By Michael Liedtke, The Associated Press
SAN FRANCISCO - Google Inc.'s earnings growth bogged down more than investors anticipated during the second quarter, raising worries that the ailing U.S. economy is starting to touch the Internet search leader.
Although Google's management maintains the company will thrive even if the economy deteriorates further, the results released Thursday caused Google shares to plunge by about eight per cent.
The company said late Thursday it earned US$1.25 billion, or $3.92 per share, during the three months ended in June. That represented a 35 per cent increase from net income of $925 million, or $2.93 per share, at the same time last year.
If not for costs incurred for employee stock compensation, Google said it would have earned $4.63 per share. That figure missed the average earnings estimate of $4.74 per share among analysts surveyed by Thomson Financial.
It marked just the fourth time that Google hasn't exceeded analyst expectations in its four years as a public company.
Investors expressed their dismay as Google shares plummeted $42.44, or eight per cent, in Thursday's extended trading after closing at $533.44, down $2.16.
Google's second-quarter revenue fared slightly better than earnings, rising 39 per cent to $5.37 billion from $3.87 billion at the same time last year.

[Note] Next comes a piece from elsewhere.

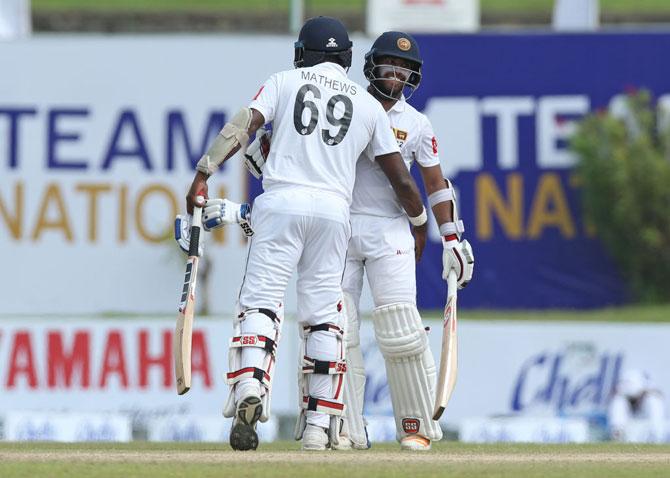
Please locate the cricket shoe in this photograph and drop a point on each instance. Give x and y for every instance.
(243, 435)
(314, 438)
(415, 443)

After subtracting commissions paid to its ad partners, Google's revenue totalled $3.9 billion - about $30 million above the average analyst estimate.

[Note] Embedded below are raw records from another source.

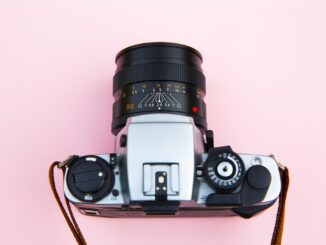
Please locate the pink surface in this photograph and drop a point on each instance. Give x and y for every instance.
(265, 67)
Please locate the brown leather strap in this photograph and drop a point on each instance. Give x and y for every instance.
(279, 223)
(71, 221)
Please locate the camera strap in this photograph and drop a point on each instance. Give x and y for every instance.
(71, 221)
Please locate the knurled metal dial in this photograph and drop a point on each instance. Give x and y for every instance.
(224, 169)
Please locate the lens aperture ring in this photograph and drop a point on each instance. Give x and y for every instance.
(159, 71)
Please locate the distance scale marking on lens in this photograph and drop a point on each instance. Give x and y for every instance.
(160, 96)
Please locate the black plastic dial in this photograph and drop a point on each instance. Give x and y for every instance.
(90, 178)
(224, 169)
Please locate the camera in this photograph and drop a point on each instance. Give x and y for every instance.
(165, 162)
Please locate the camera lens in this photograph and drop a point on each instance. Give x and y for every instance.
(158, 78)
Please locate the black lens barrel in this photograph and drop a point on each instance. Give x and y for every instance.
(158, 61)
(158, 77)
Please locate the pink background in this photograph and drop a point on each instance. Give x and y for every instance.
(265, 67)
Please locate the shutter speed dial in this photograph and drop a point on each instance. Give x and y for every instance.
(224, 169)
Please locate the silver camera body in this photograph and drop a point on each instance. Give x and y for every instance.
(165, 161)
(159, 168)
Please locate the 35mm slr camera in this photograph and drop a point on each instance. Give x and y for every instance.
(165, 161)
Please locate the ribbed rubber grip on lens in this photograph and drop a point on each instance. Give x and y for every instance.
(159, 72)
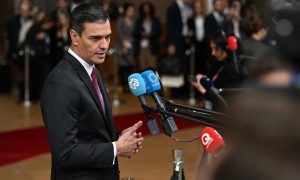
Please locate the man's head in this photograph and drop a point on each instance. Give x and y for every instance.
(25, 7)
(90, 32)
(219, 5)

A big part of Google's earnings letdown had nothing to do with its main business of selling online advertising.
After paying $3.2 billion to buy ad service DoubleClick in March, Google had less cash in the bank and was receiving less income on its remaining money because of lower interest rates.
Those factors produced just $58 million in interest payments and other income in the second quarter, down from $137 million a year ago.

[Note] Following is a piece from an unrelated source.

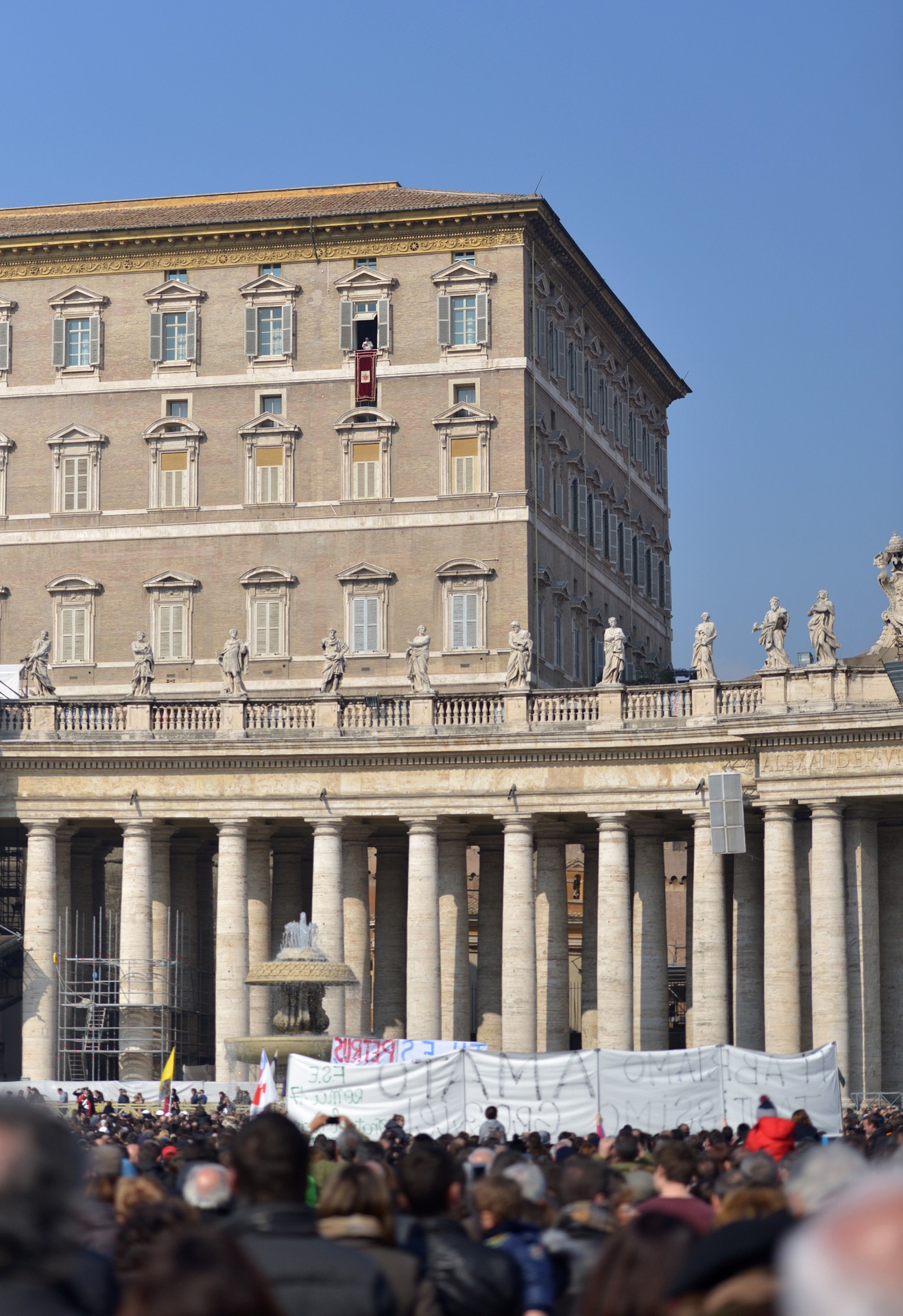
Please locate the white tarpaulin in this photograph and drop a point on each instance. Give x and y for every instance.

"We continue to believe we are very well positioned," Google Chairman Eric Schmidt assured analysts in a conference call.
Hal Varian, Google's chief economist, told analysts the company might even benefit from a "Wal-Mart effect" if rising energy and food costs cause budget-conscious consumers to search for deals more frequently online. If that happens, consumers theoretically will click more frequently on the ads that generate most of its profits.
Despite its management's outward confidence, Google appears to be treading more carefully than it has in years. For instance, the company added just 448 employees during the second quarter - the fewest hired since the fourth quarter of 2004 when the company ushered in 353 new workers.
Since then, Google has been hiring an average of nearly 1,200 workers per quarter to expand its payroll to 19,604 employees.
Schmidt said Google simply doesn't need as many new workers as it has in recent years. But analysts also suspect management is trying to curtail some of its expenses in an effort to fatten its profit margins in a time of economic turmoil.
Google offset some of the economic weakness in the United States by showing more ads to Web surfers overseas. International markets accounted for $2.8 billion, or 52 per cent, of Google's second-quarter revenue.